Quando a obra da transposição estava perto de cortar o seu sítio, o Ministério da Integração Nacional ofereceu duas opções à agricultora Teresinha da Conceição, 52: receber uma indenização ou ser reassentada em uma das 18 Vilas Produtivas Rurais, orçadas em R$ 207 milhões.

Conceição e o marido, além da mãe, optaram pelo projeto do governo. No final de 2017, eles se mudaram para a Vila Salão, com 39 casas, no município de Sertânia (PE).

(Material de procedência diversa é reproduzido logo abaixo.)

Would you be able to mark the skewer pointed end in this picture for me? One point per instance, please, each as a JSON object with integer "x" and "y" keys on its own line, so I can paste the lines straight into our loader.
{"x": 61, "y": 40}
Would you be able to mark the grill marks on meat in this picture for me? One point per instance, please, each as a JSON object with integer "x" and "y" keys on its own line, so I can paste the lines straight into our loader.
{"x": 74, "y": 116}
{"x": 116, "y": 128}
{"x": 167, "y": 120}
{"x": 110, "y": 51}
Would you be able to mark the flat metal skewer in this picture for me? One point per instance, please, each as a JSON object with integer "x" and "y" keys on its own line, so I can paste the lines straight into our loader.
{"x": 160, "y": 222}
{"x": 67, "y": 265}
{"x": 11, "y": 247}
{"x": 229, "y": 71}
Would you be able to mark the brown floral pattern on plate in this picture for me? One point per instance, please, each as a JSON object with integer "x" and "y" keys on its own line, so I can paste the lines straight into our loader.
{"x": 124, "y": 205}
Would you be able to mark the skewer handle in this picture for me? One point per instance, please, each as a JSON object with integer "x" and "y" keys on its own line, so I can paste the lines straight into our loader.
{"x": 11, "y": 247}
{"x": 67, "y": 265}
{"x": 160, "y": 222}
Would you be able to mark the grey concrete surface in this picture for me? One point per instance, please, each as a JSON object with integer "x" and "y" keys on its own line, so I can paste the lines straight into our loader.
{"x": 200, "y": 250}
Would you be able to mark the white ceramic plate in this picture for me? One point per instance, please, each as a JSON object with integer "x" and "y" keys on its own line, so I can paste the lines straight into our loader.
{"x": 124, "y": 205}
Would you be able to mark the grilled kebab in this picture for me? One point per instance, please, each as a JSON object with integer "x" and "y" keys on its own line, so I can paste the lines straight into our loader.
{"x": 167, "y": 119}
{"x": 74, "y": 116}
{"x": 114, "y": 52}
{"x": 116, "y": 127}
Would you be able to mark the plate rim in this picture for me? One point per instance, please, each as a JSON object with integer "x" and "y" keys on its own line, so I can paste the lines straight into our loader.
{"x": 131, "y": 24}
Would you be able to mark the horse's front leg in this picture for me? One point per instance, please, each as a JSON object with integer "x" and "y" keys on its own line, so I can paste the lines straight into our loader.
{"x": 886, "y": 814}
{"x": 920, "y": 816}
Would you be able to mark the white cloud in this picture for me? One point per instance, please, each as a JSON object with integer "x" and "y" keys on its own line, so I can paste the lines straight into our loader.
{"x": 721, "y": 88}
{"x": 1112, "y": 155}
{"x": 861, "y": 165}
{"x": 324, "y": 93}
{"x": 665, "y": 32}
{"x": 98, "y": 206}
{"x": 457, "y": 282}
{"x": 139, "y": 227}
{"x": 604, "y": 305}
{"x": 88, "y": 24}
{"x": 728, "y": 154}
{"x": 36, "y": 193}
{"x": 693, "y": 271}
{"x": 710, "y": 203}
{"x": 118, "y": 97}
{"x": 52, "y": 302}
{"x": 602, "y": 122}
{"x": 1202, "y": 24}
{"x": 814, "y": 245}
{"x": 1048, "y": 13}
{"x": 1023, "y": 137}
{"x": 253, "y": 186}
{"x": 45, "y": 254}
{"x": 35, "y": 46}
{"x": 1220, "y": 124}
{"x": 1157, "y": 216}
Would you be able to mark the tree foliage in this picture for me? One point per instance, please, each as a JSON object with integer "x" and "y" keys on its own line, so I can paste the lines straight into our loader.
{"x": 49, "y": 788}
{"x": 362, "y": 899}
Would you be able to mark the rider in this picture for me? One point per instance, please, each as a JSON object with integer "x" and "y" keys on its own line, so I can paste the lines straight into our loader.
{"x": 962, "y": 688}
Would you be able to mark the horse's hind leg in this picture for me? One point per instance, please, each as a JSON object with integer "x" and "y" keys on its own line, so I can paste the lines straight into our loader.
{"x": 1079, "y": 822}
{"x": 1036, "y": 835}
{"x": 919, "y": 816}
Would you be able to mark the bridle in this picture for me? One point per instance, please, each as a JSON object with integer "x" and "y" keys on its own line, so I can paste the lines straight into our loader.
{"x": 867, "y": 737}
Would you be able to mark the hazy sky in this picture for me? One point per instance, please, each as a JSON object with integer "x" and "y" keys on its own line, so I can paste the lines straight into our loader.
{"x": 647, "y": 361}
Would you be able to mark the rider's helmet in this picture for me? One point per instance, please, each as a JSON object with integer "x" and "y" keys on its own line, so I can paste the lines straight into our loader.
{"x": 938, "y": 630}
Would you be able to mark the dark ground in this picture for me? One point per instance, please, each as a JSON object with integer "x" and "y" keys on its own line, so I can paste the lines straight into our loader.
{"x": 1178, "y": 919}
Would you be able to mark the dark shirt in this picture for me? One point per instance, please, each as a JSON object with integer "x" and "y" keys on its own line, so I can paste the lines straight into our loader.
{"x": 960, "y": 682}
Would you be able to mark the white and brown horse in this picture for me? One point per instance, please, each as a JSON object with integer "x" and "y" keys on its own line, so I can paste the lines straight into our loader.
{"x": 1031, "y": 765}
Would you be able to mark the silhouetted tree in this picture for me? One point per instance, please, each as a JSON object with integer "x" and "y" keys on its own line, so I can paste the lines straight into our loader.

Após dois anos, os moradores contam que muitas promessas não saíram do papel. Os lotes, a alguns quilômetros da vila, ainda não têm área irrigada e ficam desprotegidos, em uma região onde o furto de arames de cerca e da produção agrícola são comuns.

 

“Do jeito que está lá, se eu achar negócio, eu já estou vendendo”, diz Conceição, sobre o seu lote, distante 5 km da Vila Salão. Em vez de trabalhar lá, ela cultiva um hectare nos fundos da casa, com a ajuda do marido. A agricultora diz que não pode criar animais por causa dos vizinhos e que, por isso, agora precisa comprar carne e ovos.


RAIO-X DA TRANSPOSIÇÃO

Mapa que mostra os dois eixos da obra de transposição do rio São Francisco
Transposição do rio São Francisco - Folhapress

O que é
Integração do rio São Francisco a rios temporários do semiárido por meio de canais artificiais

Quem será atendido
A população de 255 municípios de Pernambuco, Paraíba, Rio Grande do Norte e Ceará

Os dois eixos

Eixo Leste:

  • Inauguração: mar.2017
  • Extensão: 217 km
  • Pessoas beneficiadas: 1 milhão
  • Municípios beneficiados: 32 (PE e PB)

Eixo norte:

  • Inauguração: 2ºsem.2018 (falta 5% da obra)
  • Extensão: 260 km
  • Pessoas beneficiadas: 7,1 milhões
  • Municípios beneficiados: 223 (PE, PB, RN e CE)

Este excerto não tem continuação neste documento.